Andre Onana, yang sebelumnya dianggap gagal di Manchester United, kini dikabarkan mendapat keuntungan besar di luar lapangan berkat masa peminjamannya ke Trabzonspor, meskipun performanya di Old Trafford sempat mengecewakan.
Ketika United memutuskan untuk merekrut Onana pada tahun 2023, ide utamanya adalah membantu tim menjadi lebih dominan dalam penguasaan bola. Saat itu, penjaga gawang asal Kamerun tersebut dikenal sebagai salah satu kiper dengan kemampuan distribusi bola terbaik di Eropa bersama Inter Milan. Menjelang final Liga Champions melawan Manchester City pada musim panas itu, Pep Guardiola bahkan menyebutnya sebagai sosok yang “luar biasa”.
Meskipun City menang 1-0, Inter mampu menguasai permainan dengan baik, dan kemampuan Onana dalam menghadapi tekanan lawan menjadi faktor penting. Erik ten Hag, yang pernah melatihnya di Ajax, tertarik untuk reuni demi membawa United ke level yang lebih tinggi.
Namun, teori tak selalu sejalan dengan praktik di sepak bola profesional.
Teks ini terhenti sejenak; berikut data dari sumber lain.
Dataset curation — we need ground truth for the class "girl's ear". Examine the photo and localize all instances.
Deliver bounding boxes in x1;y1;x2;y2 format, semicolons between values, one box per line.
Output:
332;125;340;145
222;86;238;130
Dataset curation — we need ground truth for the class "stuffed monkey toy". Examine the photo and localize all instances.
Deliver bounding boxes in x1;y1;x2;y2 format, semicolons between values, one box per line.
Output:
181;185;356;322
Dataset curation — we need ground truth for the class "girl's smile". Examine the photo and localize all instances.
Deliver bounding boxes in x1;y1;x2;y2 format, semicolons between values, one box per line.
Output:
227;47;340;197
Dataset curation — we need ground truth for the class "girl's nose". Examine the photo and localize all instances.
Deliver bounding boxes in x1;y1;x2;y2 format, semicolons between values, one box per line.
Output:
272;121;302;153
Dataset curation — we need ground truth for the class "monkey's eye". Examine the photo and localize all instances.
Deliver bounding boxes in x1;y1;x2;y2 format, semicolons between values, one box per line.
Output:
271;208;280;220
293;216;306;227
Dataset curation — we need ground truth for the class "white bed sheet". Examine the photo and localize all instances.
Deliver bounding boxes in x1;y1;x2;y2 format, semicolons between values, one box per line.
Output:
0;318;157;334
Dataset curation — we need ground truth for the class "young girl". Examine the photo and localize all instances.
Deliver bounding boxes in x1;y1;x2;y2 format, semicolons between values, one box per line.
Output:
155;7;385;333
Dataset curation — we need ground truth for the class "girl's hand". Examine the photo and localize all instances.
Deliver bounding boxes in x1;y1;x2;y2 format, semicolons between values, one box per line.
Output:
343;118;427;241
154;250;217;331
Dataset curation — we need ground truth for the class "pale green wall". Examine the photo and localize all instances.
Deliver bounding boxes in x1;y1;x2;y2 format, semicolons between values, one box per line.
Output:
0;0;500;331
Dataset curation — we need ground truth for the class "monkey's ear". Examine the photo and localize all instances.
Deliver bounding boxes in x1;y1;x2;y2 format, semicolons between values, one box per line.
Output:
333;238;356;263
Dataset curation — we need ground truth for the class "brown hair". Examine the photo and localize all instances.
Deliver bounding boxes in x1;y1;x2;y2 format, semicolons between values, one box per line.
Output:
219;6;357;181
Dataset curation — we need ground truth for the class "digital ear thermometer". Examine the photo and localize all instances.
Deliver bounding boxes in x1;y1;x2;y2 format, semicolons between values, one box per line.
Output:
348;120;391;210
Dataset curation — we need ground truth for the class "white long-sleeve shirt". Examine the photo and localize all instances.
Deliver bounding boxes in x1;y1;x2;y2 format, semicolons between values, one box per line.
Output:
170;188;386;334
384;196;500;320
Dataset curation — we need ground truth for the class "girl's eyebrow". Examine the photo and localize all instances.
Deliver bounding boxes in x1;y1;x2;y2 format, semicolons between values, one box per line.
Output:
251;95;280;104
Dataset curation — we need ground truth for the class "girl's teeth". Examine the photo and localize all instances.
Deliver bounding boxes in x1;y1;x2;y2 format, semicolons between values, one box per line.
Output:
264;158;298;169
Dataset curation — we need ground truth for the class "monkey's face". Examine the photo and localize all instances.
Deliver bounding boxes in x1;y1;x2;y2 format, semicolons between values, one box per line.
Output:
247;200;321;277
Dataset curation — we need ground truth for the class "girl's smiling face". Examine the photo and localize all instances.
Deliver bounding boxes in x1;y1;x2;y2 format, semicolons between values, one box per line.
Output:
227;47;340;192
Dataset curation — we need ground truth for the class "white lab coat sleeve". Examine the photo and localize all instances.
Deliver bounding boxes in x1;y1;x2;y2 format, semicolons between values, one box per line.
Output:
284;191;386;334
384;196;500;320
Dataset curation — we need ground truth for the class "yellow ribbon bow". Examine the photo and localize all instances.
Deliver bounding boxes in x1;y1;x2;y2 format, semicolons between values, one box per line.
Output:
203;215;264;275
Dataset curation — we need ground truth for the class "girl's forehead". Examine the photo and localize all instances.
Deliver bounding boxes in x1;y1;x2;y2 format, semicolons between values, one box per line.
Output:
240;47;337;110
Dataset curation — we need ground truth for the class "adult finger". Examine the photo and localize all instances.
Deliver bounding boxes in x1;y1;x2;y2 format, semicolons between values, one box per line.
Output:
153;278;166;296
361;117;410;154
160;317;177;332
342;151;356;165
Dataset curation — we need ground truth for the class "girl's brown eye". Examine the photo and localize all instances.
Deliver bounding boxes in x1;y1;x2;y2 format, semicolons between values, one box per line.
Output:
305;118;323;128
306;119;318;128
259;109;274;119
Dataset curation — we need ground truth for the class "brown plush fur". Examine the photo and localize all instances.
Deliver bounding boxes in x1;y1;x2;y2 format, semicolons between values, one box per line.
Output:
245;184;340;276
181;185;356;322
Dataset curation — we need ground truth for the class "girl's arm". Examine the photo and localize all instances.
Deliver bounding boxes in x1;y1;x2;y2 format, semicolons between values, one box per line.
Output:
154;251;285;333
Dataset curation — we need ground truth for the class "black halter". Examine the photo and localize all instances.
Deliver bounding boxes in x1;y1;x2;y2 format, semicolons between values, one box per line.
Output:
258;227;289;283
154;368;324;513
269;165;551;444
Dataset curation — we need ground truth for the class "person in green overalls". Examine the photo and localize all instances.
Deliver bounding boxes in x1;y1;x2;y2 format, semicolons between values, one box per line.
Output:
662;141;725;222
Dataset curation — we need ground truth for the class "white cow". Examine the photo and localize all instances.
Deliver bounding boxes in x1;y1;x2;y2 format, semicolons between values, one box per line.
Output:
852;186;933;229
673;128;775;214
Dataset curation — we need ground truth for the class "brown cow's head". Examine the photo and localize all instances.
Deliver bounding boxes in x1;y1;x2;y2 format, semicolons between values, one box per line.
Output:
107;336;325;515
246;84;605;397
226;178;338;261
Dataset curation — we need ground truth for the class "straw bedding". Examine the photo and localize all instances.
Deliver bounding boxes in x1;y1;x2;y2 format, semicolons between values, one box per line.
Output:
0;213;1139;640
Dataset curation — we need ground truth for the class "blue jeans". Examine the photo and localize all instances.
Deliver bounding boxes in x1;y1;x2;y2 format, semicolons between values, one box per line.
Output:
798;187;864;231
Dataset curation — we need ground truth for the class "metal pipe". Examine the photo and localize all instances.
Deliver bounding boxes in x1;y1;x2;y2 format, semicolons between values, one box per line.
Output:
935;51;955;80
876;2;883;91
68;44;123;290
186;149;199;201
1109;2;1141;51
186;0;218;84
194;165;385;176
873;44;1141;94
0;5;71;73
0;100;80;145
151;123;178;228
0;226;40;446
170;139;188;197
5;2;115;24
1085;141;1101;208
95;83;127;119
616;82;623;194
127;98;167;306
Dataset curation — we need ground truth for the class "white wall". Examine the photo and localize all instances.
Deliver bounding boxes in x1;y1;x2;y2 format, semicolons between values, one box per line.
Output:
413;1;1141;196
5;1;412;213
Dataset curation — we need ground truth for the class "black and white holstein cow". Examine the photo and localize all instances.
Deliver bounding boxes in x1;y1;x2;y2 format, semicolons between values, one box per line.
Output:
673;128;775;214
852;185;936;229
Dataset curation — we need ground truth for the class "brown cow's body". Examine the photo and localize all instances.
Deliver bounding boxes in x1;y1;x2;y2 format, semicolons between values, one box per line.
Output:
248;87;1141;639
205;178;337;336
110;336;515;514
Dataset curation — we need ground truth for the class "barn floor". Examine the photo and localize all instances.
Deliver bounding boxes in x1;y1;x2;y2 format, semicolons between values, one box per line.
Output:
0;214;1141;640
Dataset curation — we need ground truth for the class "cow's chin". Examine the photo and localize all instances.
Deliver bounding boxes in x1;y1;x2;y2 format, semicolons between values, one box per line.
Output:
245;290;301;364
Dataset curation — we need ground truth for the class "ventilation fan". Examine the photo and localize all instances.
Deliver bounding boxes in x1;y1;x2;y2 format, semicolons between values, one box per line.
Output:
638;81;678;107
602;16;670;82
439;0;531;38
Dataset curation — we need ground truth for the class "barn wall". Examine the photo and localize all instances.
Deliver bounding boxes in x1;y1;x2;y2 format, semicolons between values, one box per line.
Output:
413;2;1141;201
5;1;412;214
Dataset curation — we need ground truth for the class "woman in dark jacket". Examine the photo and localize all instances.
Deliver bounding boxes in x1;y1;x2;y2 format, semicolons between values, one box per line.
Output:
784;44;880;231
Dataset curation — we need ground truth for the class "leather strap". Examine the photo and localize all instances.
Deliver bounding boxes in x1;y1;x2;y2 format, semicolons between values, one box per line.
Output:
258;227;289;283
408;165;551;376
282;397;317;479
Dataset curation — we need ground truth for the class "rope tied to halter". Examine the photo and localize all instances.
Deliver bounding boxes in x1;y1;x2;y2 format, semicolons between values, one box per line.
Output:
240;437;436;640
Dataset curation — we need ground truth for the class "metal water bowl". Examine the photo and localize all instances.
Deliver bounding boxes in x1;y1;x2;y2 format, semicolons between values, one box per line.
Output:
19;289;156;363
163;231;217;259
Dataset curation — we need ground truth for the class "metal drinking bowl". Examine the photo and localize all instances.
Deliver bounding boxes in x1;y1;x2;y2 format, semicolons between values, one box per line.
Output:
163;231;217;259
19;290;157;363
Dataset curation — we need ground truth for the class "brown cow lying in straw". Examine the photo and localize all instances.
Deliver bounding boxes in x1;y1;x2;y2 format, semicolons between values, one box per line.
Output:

Transfer senilai £47,2 juta untuk mendatangkan kiper berusia 30 tahun itu ke M16 terbukti menjadi salah satu keputusan terburuk sejak era pasca-Sir Alex Ferguson. Serangkaian kesalahan besar membuatnya kehilangan tempat utama di bawah asuhan Ruben Amorim.
Pada awal musim lalu, Altay Bayindir lebih dipilih oleh pelatih asal Portugal tersebut, tetapi pemain internasional Turki itu juga tidak menunjukkan performa lebih baik. Hal ini membuat United merekrut Senne Lammens di hari terakhir bursa transfer, setelah penampilan impresifnya bersama Royal Antwerp.
Setelah turun menjadi pilihan ketiga, Onana mendorong kepindahan keluar. Karena sebagian besar liga Eropa sudah menutup jendela transfer musim panas, Liga Super Turki menjadi salah satu opsi yang tersisa, dan Trabzonspor akhirnya menyetujui peminjaman selama satu musim.
Di Turki, Onana menemukan kembali performa terbaiknya. Ia membantu tim barunya finis di posisi ketiga klasemen, di atas rival mereka Besiktas, serta memenangkan Piala Turki setelah mengalahkan Konyaspor 2-1 di final.
Trabzonspor, yang dijuluki The Black Storm, ingin mempertahankan Onana untuk satu musim lagi, tetapi keinginan United untuk menjualnya secara permanen dianggap terlalu mahal. Namun, keputusan mengejutkan kemudian diambil ketika INEOS menyetujui perpanjangan masa pinjaman agar Onana tetap bermain di Stadion Papara Park.
Laporan dari The Peoples Person menyebutkan bahwa Trabzonspor menanggung sebagian besar gaji Onana di Old Trafford, serta menyetujui biaya pinjaman sebesar £1,3 juta. Namun, sebagian besar biaya tersebut berbentuk bonus berbasis performa, yang berarti klub Turki harus menjalani musim yang sangat baik untuk memenuhinya.
Kesepakatan ini mencerminkan situasi yang sulit bagi INEOS, yang harus menerima kesalahan dari masa lalu yang belum bisa dihapus. Namun secara pribadi, menurut Fabrizio Romano, Onana justru mendapatkan keuntungan besar dari kesepakatan ini.
Ahli transfer asal Italia itu mengklaim bahwa dengan menggabungkan gaji dari United dan Trabzonspor serta bonus dari klub Turki, Onana kini masuk dalam daftar “sepuluh penjaga gawang dengan bayaran tertinggi di dunia.”
Salah satu kendala utama bagi United dalam menjual Onana musim panas ini adalah fakta bahwa gajinya akan meningkat ketika bonus Liga Champions diaktifkan – sesuatu yang ia tidak berkontribusi langsung terhadap pencapaiannya. Jika ada contoh nyata dari “imbalan yang tidak sepadan”, maka status Onana sebagai salah satu pemain dengan bayaran tertinggi di posisinya bisa menjadi ilustrasi yang sempurna.
Dikabarkan bahwa Onana sempat berharap mendapat kesempatan kedua di bawah pelatih Michael Carrick, tetapi baik pelatih berusia 44 tahun itu maupun pihak manajemen di Old Trafford tidak menunjukkan minat. Tidak ada pembicaraan mengenai kepulangannya, yang berarti kiper tersebut akan menjadi salah satu pemain dengan gaji tertinggi di klub tanpa memainkan satu menit pun musim depan.
Singkatnya, Onana adalah contoh kesalahan mahal dari masa lalu yang tampaknya tidak memiliki masa depan bersama Setan Merah.